Now, presumably every child is still taught about Newton and his discovery of the law of gravitation, because an apple fell on his head. It is explained that, were it not for gravitation which causes small objects to be pulled towards a larger one, a force known as centrifugal force would cause all planets to fly outwards into space away from the sun and the moon to fly away from the earth. This state of affairs is often demonstrated by swinging a tennis ball round the teacher's body and then letting go the end of the string. The ball flies outwards from the demonstrator. This illustrates centrifugal force causing the ball to fly outwards, while gravitation is represented by the string.

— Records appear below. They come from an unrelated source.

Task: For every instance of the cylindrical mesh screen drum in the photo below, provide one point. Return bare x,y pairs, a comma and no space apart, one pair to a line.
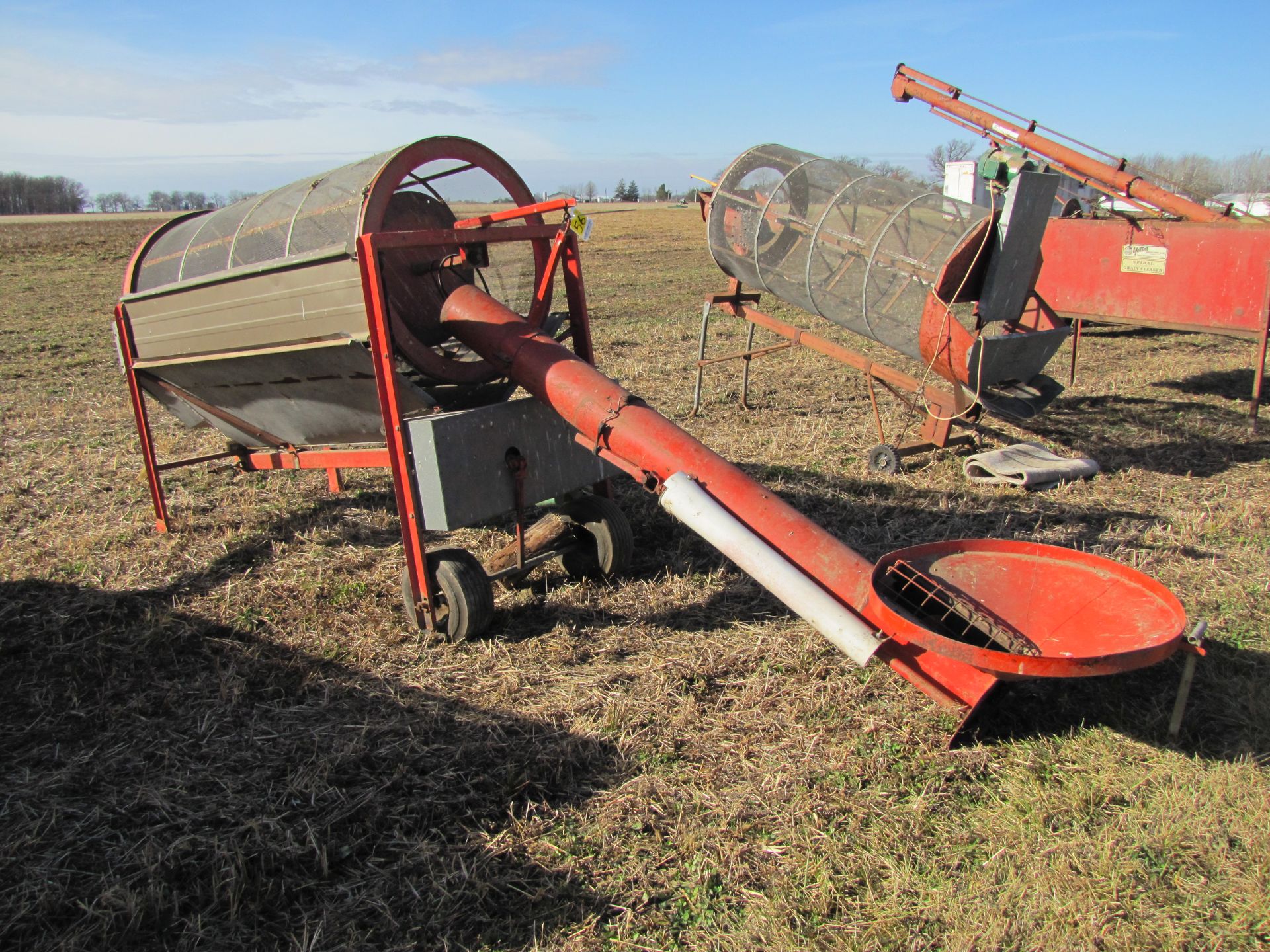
857,248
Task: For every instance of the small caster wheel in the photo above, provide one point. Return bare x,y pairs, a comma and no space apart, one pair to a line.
605,534
465,602
883,460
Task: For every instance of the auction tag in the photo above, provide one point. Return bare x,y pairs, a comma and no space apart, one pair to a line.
1143,259
582,225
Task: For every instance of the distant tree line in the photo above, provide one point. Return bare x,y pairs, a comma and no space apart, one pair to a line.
164,201
626,192
1203,177
1195,175
40,194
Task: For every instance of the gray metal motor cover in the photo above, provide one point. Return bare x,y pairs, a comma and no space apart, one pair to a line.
460,461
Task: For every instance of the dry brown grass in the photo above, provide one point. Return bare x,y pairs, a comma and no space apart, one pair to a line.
226,738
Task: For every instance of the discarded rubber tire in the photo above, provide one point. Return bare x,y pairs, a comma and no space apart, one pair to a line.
606,537
883,460
465,602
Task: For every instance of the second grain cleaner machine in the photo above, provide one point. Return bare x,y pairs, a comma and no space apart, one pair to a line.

But where is the string in real life?
The facts of centrifugal force and gravitation are obviously correct; but how does gravitation act? Surely it cannot act across nothing at all, or why all this weightlessness problem for astronauts in space? Of course we are told it isn't quite nothing at all, but relatively it seems a very poor substitute for the string on the tennis ball, which, compared with the earth, would be many miles thick. Something to the casual observer seems to have been forgotten in this gravitation story, and if anybody can be bothered to think about it and not just swallow everything he is taught, he must see that this is so. No mathematical learning can explain away the absence of the string. Just to say, 'Gravitation sees to that', explains nothing at all. Gravitation must have something on which it can pass. There must be a substitute for the string on the tennis ball.